In 1979 the congregation breathed a little easier when the church installed air conditioning. But in 1980, the congregation was faced with one of the biggest decisions they had ever made. The building was literally crumbling away. The mortar between the clay bricks had been made of pure sand and limestone, and needed to be replaced and the foundation was giving out.


A special chemical process was needed to clean the bricks and then each brick had to be re-tuck-pointed. The decision put to the congregation: restore a $5,000 building at the cost of $150,000 or build an entirely new sanctuary on our ground by the educational building. In May of that year a congregational meeting was held. It seemed the that the 111 year old building held too many memories of friendships made, prayers answered, of sorrows and of joys. It is hard to tear down a structure that for so many held a deep, personal attachment.

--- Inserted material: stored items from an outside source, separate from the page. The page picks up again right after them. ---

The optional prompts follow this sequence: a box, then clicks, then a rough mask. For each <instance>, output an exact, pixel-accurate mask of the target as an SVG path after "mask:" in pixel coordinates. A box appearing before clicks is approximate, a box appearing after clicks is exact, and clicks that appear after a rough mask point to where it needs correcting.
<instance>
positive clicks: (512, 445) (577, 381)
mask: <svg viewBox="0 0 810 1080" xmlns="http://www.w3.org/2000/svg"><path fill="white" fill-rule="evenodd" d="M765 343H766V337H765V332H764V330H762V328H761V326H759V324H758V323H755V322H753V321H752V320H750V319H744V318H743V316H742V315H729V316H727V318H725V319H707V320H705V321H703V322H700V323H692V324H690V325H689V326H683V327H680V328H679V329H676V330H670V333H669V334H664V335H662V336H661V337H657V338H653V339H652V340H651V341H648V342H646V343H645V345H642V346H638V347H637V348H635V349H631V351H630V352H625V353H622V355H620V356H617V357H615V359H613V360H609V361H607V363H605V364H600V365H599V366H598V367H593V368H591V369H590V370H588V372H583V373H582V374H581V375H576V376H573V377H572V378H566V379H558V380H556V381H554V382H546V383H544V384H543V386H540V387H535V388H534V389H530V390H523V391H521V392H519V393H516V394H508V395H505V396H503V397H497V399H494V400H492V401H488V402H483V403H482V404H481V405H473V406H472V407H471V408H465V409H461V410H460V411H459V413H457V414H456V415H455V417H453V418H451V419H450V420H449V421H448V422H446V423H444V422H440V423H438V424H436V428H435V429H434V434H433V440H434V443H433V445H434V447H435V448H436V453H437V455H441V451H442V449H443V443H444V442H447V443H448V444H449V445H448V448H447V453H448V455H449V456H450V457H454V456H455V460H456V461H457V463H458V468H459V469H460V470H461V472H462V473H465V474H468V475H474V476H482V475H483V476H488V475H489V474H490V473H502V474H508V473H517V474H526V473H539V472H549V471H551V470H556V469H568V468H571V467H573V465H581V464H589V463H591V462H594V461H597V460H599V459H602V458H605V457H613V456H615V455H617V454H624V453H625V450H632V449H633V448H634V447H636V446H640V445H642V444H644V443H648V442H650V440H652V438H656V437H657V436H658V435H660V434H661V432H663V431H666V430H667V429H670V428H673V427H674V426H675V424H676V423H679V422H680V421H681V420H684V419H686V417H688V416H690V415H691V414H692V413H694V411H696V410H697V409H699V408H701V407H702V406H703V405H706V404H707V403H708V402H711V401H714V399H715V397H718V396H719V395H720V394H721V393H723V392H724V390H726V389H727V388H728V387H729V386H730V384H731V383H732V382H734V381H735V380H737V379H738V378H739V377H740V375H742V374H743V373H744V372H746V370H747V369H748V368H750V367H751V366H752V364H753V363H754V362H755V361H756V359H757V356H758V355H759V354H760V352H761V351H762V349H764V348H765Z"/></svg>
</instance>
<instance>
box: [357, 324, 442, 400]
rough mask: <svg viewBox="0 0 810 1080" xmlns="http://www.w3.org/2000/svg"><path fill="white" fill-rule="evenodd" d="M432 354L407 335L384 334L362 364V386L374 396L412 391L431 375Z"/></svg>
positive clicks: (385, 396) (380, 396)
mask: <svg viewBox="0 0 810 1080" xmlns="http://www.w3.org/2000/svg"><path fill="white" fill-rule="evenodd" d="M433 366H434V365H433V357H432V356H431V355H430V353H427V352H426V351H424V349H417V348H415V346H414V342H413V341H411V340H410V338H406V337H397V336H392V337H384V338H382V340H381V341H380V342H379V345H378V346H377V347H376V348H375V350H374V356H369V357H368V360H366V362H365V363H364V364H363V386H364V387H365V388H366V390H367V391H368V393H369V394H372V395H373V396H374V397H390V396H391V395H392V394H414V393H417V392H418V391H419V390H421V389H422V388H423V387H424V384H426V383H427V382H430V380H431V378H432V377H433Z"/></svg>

With this in mind the congregation voted to preserve the old church. So the contractor moved in. The stained glass windows were boarded up, the shrubbery torn away and work began. There were some crucial moments. While the workmen were working on the foundation of the rear wall, water built up behind the foundation and broke through. Without some quick work by the men, the whole rear wall could have come down. The steeple some of us were sure would fall on our heads has been replaced and points to heaven even higher than the one before. The interior of the building has been patched and re-plastered and repainted.



The next time you hear the organ, remember it has been playing hymns for 70 years. Look at the marks of the past remaining on the side aisles, those are where the old coal stoves used to be. Glance at the stained glass windows…the sun has been streaming through them for almost a half a century.


You have saved an historic building and in doing so you have preserved our connection with the past. This historic church symbolizes the deep faith of our forebears. It is up to us to continue this gift of our heritage.

By the time the church purchased additional land on the west side of Ballas and built a new education building in 1960, it was apparent that a split campus was a major problem. A Long-Range Planning Committee, formed in 1990, recommended that the Church Plan for the 21st Century should be to build a new sanctuary and administrative wing, expand the education wing, and renovate the existing education building. The Manske Corporation was chosen as architectural firm in 1992.


A Steering Committee formed in 1994 and soon began discussions with St. Luke’s United Church of Christ in St. Louis about the possibility of sharing the proceeds of the Marie K. and William H. Rechtern Trust. Mrs. Rechtern, a member of St. Luke’s Church, directed that the money be used to build a new church at a different location. After much hard work and faith, the St. Louis Circuit Court approved a plan to appropriate 1.2 million dollars for Parkway’s new sanctuary and 1 million dollars for St. Luke’s. This has enabled St. Luke’s to continue their ministry in the city. Other capital campaigns have realized an additional nine hundred thousand dollars for Parkway’s building program. In January of 1997, L. A. Schaefer was selected as the general contractor.



On October 5, 1997, a Groundbreaking Celebration was held, and construction began in November of that year. On June 7, 1998, the congregation had the Cornerstone Dedication. The bell and steeple were installed on top of the History Tower on October 30, 1998. Our first worship services in the sanctuary were on December 24, 1998. Our Quimby Pipe Organ was dedicated on February 4, 2001 and our stained glass windows were dedicated in March, 2003 and completely installed by summer of 2003.


Thanks to God’s providence and the faith and hard work of many persons, Parkway United Church of Christ is serving people through the ministry of its new building.